After a month’s long preparation, a Trial was held on the Mayor’s issues with the MSD Board and Special Judge Peter D. Haviza of Randolph County ruled in favor of the Muncie’ Sanitary District’s interpretation of law, and approved the composition of the Board as originally proposed by the Muncie Sanitary District before the lawsuit was even filed.
The Judge found that Mr. Brian Stephens-Hotopp was not denied a seat on the Board, but had actually been a Board member since his appointment as City Civil Engineer in January. In fact, in January the MSD Board of Sanitary Commissioners sent a letter to the Mayor and Mr. Stephens-Hotopp welcoming him to the Board. However, as Mr. Stephens-Hotopp testified at trial, he was not exercising his position as Board member at the direction of his attorneys, the City Attorneys employed by Mayor Dan Ridenour.
The statutes governing districts such as MSD, and the ordinances adopting those statutes by the Common Council of the City of Muncie are very clear in their language. Nowhere in the language of any ordinance passed by the Common Council is there a requirement that the Board only be comprised of three members, as the Mayor has incorrectly asserted, and the statutes governing MSD found in IC 36-9-25 et seq. clearly state the board can be comprised of three to five members.
“It is unfortunate that so much taxpayer money was unnecessarily wasted by the Mayor and the City Attorneys on a case that was resolved in exactly the way the MSD Board proposed in its January letter to the Mayor. Nonetheless, the MSD Board welcomes Mr. Brian StephensHotopp as a Commissioner. We look forward to his service and the work the board will continue to do serving the residents of the City of Muncie and Delaware County” said Bill Smith Board President.

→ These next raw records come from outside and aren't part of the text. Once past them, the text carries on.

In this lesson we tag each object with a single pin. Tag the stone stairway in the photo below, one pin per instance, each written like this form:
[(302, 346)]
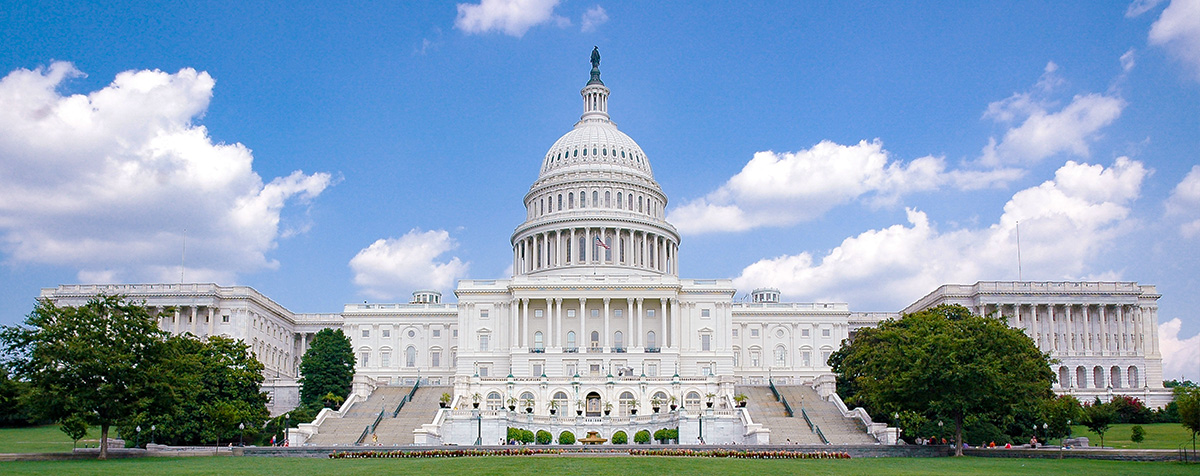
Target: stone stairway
[(346, 429), (420, 410), (837, 428), (771, 414)]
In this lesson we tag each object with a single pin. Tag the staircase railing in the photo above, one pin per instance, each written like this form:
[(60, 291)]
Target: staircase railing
[(371, 427), (407, 398), (780, 398)]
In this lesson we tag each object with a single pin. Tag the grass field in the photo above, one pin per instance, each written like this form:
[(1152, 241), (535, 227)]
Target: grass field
[(555, 465), (1158, 435)]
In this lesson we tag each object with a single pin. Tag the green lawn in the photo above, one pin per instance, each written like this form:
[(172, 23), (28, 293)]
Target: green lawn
[(1158, 435), (555, 465), (48, 439)]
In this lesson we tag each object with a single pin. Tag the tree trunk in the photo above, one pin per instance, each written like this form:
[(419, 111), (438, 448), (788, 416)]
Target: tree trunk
[(103, 441), (958, 435)]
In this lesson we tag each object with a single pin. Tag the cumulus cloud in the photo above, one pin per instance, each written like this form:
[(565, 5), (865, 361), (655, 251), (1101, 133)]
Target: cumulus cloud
[(592, 18), (783, 188), (1181, 356), (1063, 223), (117, 181), (511, 17), (1179, 30), (1045, 130), (394, 267), (1185, 203)]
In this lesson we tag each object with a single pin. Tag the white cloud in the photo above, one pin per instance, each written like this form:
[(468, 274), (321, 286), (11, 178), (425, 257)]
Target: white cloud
[(394, 267), (1185, 202), (1179, 30), (592, 18), (109, 181), (779, 190), (513, 17), (1181, 356), (1063, 223)]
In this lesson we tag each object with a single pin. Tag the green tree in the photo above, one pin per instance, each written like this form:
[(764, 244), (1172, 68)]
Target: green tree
[(222, 381), (1098, 417), (328, 367), (1188, 401), (100, 362), (943, 362)]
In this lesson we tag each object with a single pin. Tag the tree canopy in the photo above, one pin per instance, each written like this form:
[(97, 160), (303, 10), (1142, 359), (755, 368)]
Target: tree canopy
[(100, 362), (943, 363), (327, 367)]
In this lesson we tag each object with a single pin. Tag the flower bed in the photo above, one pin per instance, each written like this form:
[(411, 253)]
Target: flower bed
[(441, 453), (748, 453)]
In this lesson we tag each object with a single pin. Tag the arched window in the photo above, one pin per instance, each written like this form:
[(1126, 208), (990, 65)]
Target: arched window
[(625, 401)]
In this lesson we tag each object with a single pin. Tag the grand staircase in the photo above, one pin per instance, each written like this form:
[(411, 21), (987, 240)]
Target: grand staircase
[(347, 429), (793, 429)]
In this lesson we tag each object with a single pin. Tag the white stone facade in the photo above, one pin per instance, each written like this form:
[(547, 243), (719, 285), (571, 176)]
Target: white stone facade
[(595, 314)]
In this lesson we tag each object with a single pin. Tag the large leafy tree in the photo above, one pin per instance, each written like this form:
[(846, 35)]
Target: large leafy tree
[(327, 367), (100, 362), (943, 363), (222, 381)]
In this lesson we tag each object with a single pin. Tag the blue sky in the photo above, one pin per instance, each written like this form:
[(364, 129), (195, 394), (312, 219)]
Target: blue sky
[(334, 154)]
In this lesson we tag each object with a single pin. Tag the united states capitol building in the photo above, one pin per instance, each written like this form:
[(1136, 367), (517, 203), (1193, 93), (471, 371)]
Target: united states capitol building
[(597, 332)]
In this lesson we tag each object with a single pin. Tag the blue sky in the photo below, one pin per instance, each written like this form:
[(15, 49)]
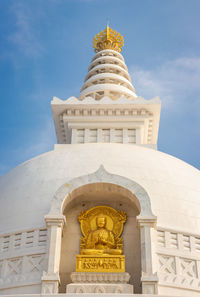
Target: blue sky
[(46, 48)]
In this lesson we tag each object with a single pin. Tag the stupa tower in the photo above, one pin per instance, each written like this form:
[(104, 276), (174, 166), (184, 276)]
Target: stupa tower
[(104, 211), (107, 108), (108, 74)]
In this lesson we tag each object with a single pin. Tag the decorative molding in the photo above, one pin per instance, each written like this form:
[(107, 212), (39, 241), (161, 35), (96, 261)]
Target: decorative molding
[(63, 195), (19, 271), (23, 243)]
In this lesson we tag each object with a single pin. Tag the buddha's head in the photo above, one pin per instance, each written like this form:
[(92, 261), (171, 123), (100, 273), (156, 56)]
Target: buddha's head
[(101, 221)]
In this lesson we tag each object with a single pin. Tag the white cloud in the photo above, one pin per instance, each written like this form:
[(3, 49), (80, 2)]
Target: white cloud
[(176, 82)]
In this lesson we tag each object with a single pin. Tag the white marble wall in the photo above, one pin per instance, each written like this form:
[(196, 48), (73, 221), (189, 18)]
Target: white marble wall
[(22, 261), (178, 262)]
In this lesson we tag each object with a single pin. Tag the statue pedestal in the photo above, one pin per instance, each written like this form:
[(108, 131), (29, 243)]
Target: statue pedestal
[(100, 282), (100, 263)]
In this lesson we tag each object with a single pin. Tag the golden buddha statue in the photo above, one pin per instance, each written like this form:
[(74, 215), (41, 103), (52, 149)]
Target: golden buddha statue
[(101, 248), (101, 241)]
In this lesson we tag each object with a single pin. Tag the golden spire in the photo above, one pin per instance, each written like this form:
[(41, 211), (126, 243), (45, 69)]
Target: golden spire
[(108, 39)]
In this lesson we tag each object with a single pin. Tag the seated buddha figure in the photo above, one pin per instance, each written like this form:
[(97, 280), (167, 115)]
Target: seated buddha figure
[(101, 241)]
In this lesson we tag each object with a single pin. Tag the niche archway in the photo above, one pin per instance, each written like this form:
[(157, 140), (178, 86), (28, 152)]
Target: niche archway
[(72, 193)]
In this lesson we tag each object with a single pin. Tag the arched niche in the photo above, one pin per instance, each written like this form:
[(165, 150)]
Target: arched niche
[(86, 197), (87, 191)]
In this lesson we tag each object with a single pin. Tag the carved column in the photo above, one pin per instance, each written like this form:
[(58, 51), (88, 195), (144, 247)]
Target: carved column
[(50, 278), (148, 278)]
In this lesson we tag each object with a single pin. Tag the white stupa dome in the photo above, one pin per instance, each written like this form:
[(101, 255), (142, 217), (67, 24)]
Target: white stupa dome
[(173, 185)]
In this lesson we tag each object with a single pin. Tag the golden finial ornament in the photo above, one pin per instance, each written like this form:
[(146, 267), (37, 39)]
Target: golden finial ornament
[(108, 39)]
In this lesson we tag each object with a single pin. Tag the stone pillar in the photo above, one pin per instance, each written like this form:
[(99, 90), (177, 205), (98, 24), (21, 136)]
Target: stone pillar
[(50, 278), (148, 278)]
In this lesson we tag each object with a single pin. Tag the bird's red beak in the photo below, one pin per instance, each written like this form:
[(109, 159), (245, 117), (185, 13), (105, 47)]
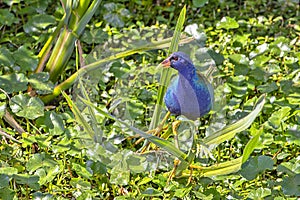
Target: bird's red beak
[(166, 63)]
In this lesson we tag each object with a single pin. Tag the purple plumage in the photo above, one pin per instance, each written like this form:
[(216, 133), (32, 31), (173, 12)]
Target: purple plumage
[(190, 94)]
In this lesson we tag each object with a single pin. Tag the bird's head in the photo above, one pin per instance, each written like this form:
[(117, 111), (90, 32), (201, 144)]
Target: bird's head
[(179, 61)]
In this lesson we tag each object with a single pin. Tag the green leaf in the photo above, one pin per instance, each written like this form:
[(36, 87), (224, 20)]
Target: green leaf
[(6, 193), (25, 106), (40, 161), (7, 18), (6, 58), (291, 185), (40, 82), (279, 117), (229, 131), (31, 180), (199, 3), (38, 22), (13, 83), (119, 176), (81, 171), (152, 192), (227, 23), (250, 146), (25, 59), (167, 73), (255, 166), (260, 193)]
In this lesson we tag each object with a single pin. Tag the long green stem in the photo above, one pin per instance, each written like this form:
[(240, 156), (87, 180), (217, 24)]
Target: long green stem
[(166, 73)]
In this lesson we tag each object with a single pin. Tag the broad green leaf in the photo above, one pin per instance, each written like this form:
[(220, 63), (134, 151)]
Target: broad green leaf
[(7, 193), (7, 18), (256, 165), (250, 146), (40, 82), (40, 161), (279, 117), (8, 170), (227, 23), (31, 180), (6, 58), (13, 83), (229, 131), (38, 22), (120, 177), (152, 192), (4, 180), (199, 3), (25, 59), (291, 185), (260, 193), (168, 146), (81, 171), (81, 184), (25, 106)]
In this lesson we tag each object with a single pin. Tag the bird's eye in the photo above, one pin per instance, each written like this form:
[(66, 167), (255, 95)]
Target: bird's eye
[(175, 58)]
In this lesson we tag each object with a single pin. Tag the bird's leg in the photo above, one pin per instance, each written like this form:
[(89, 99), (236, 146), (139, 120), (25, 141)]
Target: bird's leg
[(176, 161), (155, 131)]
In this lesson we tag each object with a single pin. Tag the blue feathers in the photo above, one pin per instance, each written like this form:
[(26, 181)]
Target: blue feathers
[(190, 94)]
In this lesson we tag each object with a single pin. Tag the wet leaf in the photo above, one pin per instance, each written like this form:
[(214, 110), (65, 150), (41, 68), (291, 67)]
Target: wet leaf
[(25, 106), (13, 83), (255, 166), (227, 23)]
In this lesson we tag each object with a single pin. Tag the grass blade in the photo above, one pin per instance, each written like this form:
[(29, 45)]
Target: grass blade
[(229, 131), (167, 73), (168, 146)]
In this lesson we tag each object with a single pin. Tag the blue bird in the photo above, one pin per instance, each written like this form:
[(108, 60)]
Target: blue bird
[(189, 94)]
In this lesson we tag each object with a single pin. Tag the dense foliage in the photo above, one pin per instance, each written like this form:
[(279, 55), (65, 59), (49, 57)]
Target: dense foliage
[(47, 154)]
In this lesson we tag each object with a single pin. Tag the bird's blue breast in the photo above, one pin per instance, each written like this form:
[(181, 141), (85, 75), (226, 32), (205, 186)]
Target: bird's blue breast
[(192, 98)]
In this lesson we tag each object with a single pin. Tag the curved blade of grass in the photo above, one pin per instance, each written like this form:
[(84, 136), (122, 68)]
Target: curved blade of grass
[(95, 65), (78, 115), (166, 73), (232, 166), (229, 131), (168, 146)]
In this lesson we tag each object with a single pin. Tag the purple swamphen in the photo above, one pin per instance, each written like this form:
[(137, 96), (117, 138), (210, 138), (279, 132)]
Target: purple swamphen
[(190, 94)]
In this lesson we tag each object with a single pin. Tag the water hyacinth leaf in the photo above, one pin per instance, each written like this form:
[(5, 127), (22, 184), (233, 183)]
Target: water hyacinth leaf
[(94, 36), (81, 171), (25, 106), (38, 22), (227, 23), (267, 88), (40, 161), (13, 83), (255, 166), (151, 192), (2, 108), (8, 170), (4, 180), (279, 117), (6, 58), (229, 131), (25, 59), (31, 180), (260, 193), (40, 82), (199, 3), (7, 18), (119, 176), (291, 185), (164, 144)]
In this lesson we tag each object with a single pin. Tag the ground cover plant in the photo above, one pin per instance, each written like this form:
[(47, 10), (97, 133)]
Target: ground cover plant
[(82, 143)]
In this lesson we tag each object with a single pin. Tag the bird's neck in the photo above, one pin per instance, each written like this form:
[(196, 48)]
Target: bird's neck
[(188, 74)]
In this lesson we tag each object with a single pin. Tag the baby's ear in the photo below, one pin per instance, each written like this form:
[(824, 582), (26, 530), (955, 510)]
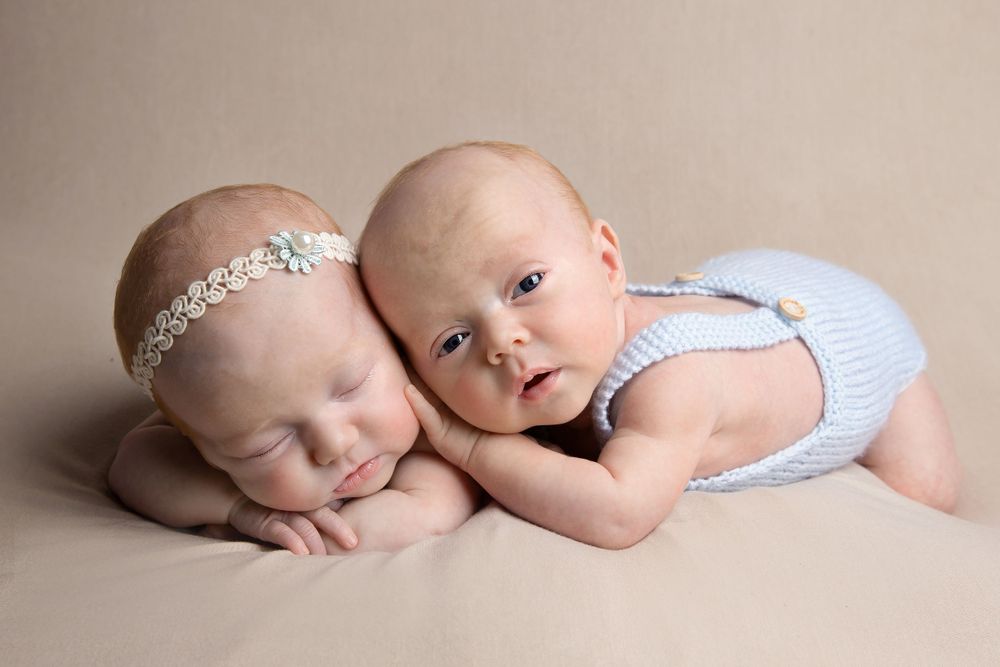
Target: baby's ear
[(606, 242)]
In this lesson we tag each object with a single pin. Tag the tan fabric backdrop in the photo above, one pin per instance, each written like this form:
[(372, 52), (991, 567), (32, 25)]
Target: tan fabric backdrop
[(863, 132)]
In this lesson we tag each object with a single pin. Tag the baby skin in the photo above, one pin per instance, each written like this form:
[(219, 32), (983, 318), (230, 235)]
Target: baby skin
[(283, 401), (511, 304)]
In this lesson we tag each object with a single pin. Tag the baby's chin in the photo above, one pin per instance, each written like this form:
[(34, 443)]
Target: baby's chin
[(518, 423)]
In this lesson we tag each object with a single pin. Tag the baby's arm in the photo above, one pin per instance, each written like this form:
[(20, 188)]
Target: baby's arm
[(426, 496), (158, 473), (613, 502)]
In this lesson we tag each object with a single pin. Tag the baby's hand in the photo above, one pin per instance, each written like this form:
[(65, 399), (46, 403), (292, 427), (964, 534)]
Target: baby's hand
[(451, 436), (295, 531)]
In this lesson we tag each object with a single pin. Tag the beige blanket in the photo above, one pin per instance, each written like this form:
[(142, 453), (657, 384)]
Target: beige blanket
[(863, 133)]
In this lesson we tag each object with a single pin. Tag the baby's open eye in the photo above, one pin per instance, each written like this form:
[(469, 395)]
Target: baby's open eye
[(527, 284), (451, 344)]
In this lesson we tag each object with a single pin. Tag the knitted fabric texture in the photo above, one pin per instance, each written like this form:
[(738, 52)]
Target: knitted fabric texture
[(865, 347)]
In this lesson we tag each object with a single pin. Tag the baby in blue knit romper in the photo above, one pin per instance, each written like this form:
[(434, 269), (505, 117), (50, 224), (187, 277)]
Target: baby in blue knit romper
[(760, 368)]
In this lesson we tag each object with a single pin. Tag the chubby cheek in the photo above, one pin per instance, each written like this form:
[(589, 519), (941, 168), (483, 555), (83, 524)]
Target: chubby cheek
[(282, 489), (395, 426)]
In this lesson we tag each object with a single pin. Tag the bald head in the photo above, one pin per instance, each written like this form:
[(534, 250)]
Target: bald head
[(430, 195)]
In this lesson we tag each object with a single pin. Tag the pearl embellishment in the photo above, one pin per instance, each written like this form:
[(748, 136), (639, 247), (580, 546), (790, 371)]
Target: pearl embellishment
[(303, 242)]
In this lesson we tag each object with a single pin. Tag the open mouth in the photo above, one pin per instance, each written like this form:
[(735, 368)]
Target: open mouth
[(538, 385)]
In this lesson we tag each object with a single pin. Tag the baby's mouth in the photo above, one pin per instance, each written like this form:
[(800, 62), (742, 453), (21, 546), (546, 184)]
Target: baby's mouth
[(536, 384), (360, 474)]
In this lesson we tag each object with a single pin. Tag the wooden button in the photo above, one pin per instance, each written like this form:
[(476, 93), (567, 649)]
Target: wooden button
[(791, 308)]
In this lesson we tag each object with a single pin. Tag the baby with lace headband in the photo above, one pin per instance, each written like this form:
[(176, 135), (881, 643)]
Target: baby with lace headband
[(240, 312)]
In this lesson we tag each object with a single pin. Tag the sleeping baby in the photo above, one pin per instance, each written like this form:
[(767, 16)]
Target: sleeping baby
[(285, 398)]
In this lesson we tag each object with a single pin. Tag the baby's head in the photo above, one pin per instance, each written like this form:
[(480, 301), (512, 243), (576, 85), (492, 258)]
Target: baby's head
[(506, 295), (291, 385)]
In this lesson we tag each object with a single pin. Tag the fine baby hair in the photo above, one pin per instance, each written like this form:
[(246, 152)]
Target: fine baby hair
[(184, 235)]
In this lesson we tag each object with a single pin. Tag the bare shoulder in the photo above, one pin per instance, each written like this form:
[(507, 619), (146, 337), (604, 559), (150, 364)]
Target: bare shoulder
[(680, 398)]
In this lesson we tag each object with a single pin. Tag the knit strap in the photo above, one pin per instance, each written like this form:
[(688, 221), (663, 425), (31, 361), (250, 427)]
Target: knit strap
[(674, 335)]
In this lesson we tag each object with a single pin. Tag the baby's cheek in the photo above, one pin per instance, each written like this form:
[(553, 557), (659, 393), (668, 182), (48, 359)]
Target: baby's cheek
[(398, 423)]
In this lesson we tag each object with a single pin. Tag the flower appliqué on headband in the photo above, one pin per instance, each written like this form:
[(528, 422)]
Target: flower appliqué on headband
[(301, 250)]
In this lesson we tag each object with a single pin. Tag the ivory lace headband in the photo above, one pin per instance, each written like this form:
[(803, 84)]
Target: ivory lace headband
[(295, 251)]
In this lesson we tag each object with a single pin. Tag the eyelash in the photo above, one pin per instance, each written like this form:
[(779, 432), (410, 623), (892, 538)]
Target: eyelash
[(520, 286), (534, 286), (358, 385), (270, 449)]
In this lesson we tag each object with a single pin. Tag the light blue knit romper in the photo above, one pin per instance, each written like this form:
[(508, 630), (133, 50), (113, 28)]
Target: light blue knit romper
[(866, 350)]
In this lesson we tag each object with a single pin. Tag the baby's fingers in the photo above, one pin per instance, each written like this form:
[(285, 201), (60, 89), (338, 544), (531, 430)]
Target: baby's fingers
[(334, 525), (281, 534)]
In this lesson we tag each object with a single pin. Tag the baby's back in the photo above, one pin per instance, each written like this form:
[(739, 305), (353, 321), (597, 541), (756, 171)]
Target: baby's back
[(810, 358)]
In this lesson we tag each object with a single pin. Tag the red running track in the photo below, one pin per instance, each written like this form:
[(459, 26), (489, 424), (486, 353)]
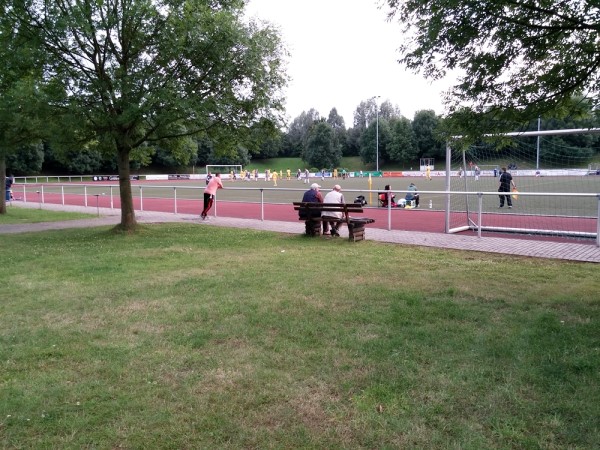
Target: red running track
[(425, 220)]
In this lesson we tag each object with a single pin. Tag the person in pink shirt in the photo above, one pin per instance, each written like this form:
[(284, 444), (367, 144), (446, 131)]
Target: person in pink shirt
[(210, 192)]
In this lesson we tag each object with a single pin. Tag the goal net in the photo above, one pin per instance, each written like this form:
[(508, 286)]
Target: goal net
[(227, 171), (554, 174)]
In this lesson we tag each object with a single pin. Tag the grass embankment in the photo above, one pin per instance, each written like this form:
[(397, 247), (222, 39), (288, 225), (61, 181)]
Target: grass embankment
[(26, 215), (190, 336)]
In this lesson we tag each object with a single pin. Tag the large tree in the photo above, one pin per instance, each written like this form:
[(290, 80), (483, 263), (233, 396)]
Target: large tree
[(322, 150), (131, 73), (516, 58), (297, 134)]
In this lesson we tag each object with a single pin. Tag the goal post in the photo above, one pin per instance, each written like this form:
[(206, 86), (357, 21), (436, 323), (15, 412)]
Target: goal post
[(557, 190), (226, 170)]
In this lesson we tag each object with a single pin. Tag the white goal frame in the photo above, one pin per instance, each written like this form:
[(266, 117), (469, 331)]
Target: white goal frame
[(224, 169), (469, 225)]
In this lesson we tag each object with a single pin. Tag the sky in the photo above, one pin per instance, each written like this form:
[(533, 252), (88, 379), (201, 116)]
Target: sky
[(344, 52)]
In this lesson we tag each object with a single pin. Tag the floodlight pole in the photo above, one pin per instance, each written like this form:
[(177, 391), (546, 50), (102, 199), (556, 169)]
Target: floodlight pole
[(377, 134), (537, 159)]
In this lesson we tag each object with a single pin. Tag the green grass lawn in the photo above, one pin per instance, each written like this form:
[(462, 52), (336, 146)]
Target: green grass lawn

About Muncie Sanitary District The Muncie Sanitary District (MSD), created under Indiana State law in 1968 by the action of an Ordinance of the City of Muncie, Ind., provides services to the public in the areas of code enforcement, engineering, sanitation, sewer maintenance, stormwater management, water pollution control, and recycling. In addition to these services, the MSD maintains a statewide position of leadership in green infrastructure through its commitment to programs and initiatives that make the Muncie community a better place to live.